Campos, da USP, diz ainda que não é provável dissociar a violência praticada por torcedores de clubes do contexto social brasiliano, no qual a violência também se faz cada vez mais presente.
“Temos violências na nossa sociedade das mais diversas naturezas. Estamos submetidos no Brasil a uma sociedade extremamente violenta”, afirma o perito, acrescentando que os casos de violência, seja no futebol brasiliano ou mundial, seja em outras esferas da sociedade, vêm em uma escalada perigosa.
Ele lembra que, em contextura lugar, além do confronto entre torcedores do Palmeiras e do Cruzeiro, também houve o incidente recente envolvendo aficionados do Peñarol no Rio de Janeiro. E no exterior, a torcida do Maccabi Tel Aviv, de Israel, foi recebida de maneira violenta em Amsterdã por torcedores do Ajax, da Holanda.
“Infelizmente, é a instabilidade no próprio país que atinge o futebol. A gente tem uma preocupação pela integridade das meninas, até porque o futebol feminino é dissemelhante, a gente espera que a violência não chegue no futebol feminino e que a gente consiga continuar evoluindo.
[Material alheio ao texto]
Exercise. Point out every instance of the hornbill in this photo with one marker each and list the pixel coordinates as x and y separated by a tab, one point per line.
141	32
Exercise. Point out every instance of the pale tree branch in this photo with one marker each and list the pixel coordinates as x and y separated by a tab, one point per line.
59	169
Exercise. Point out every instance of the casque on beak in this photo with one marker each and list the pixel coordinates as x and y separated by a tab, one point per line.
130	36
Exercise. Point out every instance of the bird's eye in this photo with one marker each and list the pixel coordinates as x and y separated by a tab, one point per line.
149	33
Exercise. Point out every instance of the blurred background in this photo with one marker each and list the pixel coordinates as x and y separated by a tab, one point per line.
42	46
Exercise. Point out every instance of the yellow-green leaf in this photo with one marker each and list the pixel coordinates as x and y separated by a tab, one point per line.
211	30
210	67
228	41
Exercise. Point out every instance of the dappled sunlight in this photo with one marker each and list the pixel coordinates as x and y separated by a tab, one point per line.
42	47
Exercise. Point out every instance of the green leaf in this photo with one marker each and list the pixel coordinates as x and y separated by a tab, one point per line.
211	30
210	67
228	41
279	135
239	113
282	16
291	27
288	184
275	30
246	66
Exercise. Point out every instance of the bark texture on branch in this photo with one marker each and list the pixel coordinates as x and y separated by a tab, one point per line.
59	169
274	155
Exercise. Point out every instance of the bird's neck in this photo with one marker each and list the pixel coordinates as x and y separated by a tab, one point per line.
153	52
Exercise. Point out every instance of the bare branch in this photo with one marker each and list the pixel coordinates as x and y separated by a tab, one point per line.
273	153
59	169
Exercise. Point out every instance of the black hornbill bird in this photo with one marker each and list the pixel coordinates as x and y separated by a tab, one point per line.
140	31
E que a violência fique longe do futebol feminino, que é um envolvente mais saudável [do que o masculino]”, disse Alberto Simão, diretor do futebol feminino do Palmeiras, em declarações ao UOL.
Médica do esporte com passagem por clubes e pela seleção brasileira feminina, Flávia Magalhães diz que percebe o envolvente no futebol entre mulheres mais saudável do que entre os homens.
“Trabalho no futebol há mais de 20 anos. Pude vivenciar a veras do feminino, do masculino e posso manifestar com propriedade que, no feminino, há muito mais simetria e saudação. O que aconteceu com o ônibus das palmeirenses é plangente e serve de alerta para todos nós. Não podemos deixar que a violência invada também a modalidade, justamente no momento em que ela passa por valorização e incremento”, diz ela.
O Palmeiras publicou uma nota nas redes sociais lamentando o incidente. “O clube repudia leste triste incidente de violência, que poderia ter ocasionado uma tragédia, e vai registrar Boletim de Ocorrência”, disse a associação na nota.
A FPF também publicou uma nota em que condenou a agressão. “Felizmente, não houve feridos. No entanto, os atos contra o grande vencedor paulista devem ser investigados e punidos com o rigor da lei.”
Procurada, a SSP (Secretaria de Segurança Pública) não retornou até a publicação da reportagem.